🤖 AI Summary
Current vision-language models (VLMs) are constrained by chain-of-thought reasoning paradigms in complex multimodal tasks, resulting in verbose outputs and poor generalization. This work proposes a topology-aware training framework that transcends linear reasoning limitations, enabling diverse reasoning structures—including tree- and graph-based topologies. Our core contributions are: (1) TopoAug, a topology-guided data augmentation strategy that synthesizes structured multimodal reasoning paths; and (2) Frugal Learning, a lightweight learning mechanism jointly optimizing inference efficiency and accuracy. Leveraging synergistic optimization across synthetic data generation, supervised fine-tuning, and reinforcement learning, the framework achieves efficient multimodal reasoning alignment.
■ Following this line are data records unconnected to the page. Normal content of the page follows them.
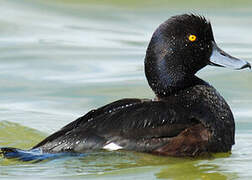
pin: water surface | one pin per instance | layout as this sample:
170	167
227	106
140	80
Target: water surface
59	59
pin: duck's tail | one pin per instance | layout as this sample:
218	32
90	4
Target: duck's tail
29	155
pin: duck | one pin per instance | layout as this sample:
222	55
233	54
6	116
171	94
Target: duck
187	116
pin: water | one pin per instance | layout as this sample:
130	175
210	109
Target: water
59	59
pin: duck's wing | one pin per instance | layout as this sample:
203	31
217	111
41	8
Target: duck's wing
132	124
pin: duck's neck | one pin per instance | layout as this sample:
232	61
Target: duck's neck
167	79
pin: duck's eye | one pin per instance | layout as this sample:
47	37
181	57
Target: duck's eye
192	38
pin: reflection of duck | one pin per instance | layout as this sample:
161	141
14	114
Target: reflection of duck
188	116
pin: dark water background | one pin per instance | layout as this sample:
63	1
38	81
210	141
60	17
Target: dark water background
59	59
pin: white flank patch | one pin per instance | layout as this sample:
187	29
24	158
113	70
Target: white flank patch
112	147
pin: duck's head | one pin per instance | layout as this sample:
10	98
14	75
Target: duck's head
180	47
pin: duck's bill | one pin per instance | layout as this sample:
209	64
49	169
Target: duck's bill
223	59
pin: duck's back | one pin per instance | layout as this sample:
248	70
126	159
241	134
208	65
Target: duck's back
193	121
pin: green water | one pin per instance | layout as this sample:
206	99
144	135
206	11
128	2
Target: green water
61	58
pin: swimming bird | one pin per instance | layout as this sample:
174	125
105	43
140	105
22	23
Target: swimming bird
187	117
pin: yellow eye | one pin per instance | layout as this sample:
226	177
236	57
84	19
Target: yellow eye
192	38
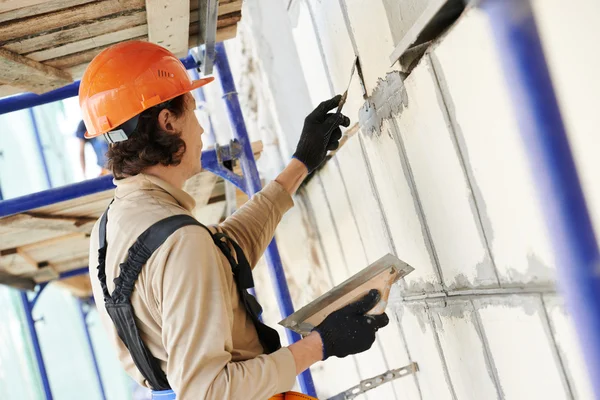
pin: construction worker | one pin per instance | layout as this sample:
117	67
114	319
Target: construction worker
98	144
172	292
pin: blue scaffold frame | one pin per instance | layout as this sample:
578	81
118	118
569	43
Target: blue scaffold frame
212	160
543	131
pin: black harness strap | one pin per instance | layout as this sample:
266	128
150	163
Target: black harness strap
119	307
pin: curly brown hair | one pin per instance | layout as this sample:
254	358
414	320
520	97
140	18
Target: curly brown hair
148	145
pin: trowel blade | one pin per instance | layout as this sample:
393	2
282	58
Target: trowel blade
381	275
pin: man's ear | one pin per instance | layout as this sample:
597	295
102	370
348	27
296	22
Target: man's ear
166	121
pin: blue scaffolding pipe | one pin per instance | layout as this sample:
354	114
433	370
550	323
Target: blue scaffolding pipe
28	307
91	186
544	134
40	146
254	185
86	328
28	100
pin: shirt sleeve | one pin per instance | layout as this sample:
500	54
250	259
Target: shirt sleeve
195	305
254	224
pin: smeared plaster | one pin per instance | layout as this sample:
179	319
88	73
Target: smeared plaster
388	99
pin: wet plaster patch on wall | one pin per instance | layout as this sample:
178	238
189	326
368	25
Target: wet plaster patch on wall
522	345
473	372
466	64
569	348
389	98
442	184
394	184
423	345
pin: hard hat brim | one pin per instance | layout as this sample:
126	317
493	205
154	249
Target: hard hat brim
196	84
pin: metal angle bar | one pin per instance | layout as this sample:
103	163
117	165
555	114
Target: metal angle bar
544	134
38	293
91	186
254	185
372	383
84	313
27	100
228	175
210	35
28	308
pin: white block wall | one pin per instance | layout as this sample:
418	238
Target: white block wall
444	184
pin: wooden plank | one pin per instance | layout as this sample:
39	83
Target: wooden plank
9	5
90	43
80	286
27	258
22	72
84	51
23	221
87	31
109	39
169	24
64	18
58	240
104	26
43	7
7	90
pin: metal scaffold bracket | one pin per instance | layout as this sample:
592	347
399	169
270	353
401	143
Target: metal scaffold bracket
372	383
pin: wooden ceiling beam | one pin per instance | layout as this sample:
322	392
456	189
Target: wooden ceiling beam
30	75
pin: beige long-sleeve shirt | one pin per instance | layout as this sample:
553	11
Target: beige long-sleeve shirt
185	300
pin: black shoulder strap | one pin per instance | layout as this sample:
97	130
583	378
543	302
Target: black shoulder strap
118	305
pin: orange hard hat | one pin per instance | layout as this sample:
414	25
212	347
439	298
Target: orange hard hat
292	396
128	78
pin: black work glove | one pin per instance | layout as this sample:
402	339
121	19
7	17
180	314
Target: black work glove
348	330
321	132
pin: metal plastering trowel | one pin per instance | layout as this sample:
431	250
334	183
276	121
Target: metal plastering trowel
381	275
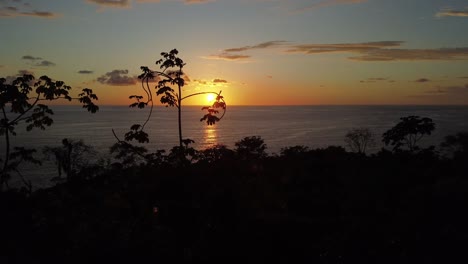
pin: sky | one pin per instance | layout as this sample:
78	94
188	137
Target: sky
258	52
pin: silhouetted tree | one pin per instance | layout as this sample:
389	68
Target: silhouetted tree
170	75
24	105
408	132
216	153
71	157
358	139
457	144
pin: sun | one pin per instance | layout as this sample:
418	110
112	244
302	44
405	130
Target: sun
210	98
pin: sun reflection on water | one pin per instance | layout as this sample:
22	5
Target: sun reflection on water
211	136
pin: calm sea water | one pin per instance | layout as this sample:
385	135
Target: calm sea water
279	126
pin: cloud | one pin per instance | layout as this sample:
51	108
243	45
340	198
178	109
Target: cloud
421	80
264	45
227	54
413	54
452	13
11	78
14	8
117	78
189	2
111	3
326	3
446	95
342	47
228	57
45	63
38	61
85	72
383	51
128	3
32	58
219	81
365	51
375	79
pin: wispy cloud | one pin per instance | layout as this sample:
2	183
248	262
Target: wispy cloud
111	3
16	8
45	63
365	51
446	95
117	78
264	45
128	3
198	1
452	13
227	57
228	54
11	78
413	54
38	61
32	58
422	80
375	79
342	47
85	72
326	3
383	51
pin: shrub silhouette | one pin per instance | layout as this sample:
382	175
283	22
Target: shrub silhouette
25	106
456	144
71	158
358	139
171	74
408	132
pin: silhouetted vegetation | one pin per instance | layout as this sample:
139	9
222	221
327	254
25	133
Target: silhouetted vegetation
359	139
231	205
23	101
170	74
304	206
408	132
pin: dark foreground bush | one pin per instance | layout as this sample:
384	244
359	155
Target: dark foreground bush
304	206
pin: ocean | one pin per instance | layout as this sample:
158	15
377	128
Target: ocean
279	126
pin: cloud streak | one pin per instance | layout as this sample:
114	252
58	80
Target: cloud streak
364	52
117	78
326	3
85	72
14	8
128	3
38	61
452	13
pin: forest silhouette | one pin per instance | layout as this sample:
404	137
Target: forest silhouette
403	204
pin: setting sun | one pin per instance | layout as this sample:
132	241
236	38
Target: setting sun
210	98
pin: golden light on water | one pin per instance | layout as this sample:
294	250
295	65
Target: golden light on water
211	136
210	98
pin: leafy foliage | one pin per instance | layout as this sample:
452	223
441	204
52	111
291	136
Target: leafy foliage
358	139
170	80
456	144
72	157
20	103
408	132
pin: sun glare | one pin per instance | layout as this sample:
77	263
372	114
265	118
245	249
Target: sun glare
210	98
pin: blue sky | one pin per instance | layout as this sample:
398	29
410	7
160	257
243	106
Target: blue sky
258	52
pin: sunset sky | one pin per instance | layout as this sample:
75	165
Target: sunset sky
258	52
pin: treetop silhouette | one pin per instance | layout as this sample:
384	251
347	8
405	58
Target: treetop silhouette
170	80
20	102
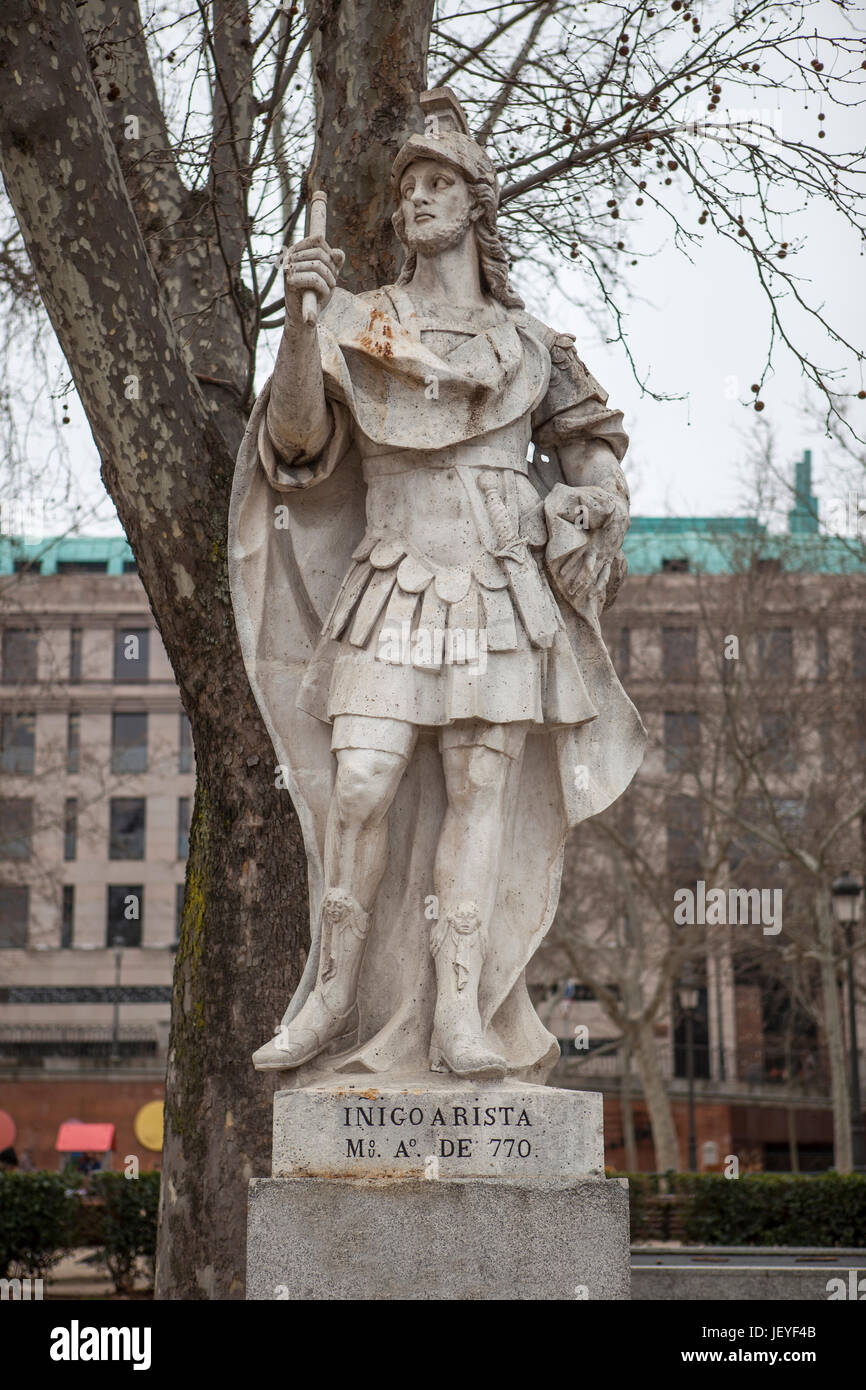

Experiments demonstrate state-of-the-art performance: +9.7% over baselines on MATH-V and +7.3% over Qwen2VL-72B-Instruct on VLM-S2H; up to +28.4% improvement over Phi-4-Multimodal-Instruct on five out-of-distribution benchmarks; and significant output length compression.
📝 Abstract
Vision-language models (VLMs) have made significant strides in reasoning, yet they often struggle with complex multimodal tasks and tend to generate overly verbose outputs. A key limitation is their reliance on chain-of-thought (CoT) reasoning, despite many tasks benefiting from alternative topologies like trees or graphs. To address this, we introduce STELAR-Vision, a training framework for topology-aware reasoning. At its core is TopoAug, a synthetic data pipeline that enriches training with diverse topological structures. Using supervised fine-tuning and reinforcement learning, we post-train Qwen2VL models with both accuracy and efficiency in mind. Additionally, we propose Frugal Learning, which reduces output length with minimal accuracy loss. On MATH-V and VLM-S2H, STELAR-Vision improves accuracy by 9.7% over its base model and surpasses the larger Qwen2VL-72B-Instruct by 7.3%. On five out-of-distribution benchmarks, it outperforms Phi-4-Multimodal-Instruct by up to 28.4% and LLaMA-3.2-11B-Vision-Instruct by up to 13.2%, demonstrating strong generalization. Compared to Chain-Only training, our approach achieves 4.3% higher overall accuracy on in-distribution datasets and consistently outperforms across all OOD benchmarks. We have released datasets, and code will be available.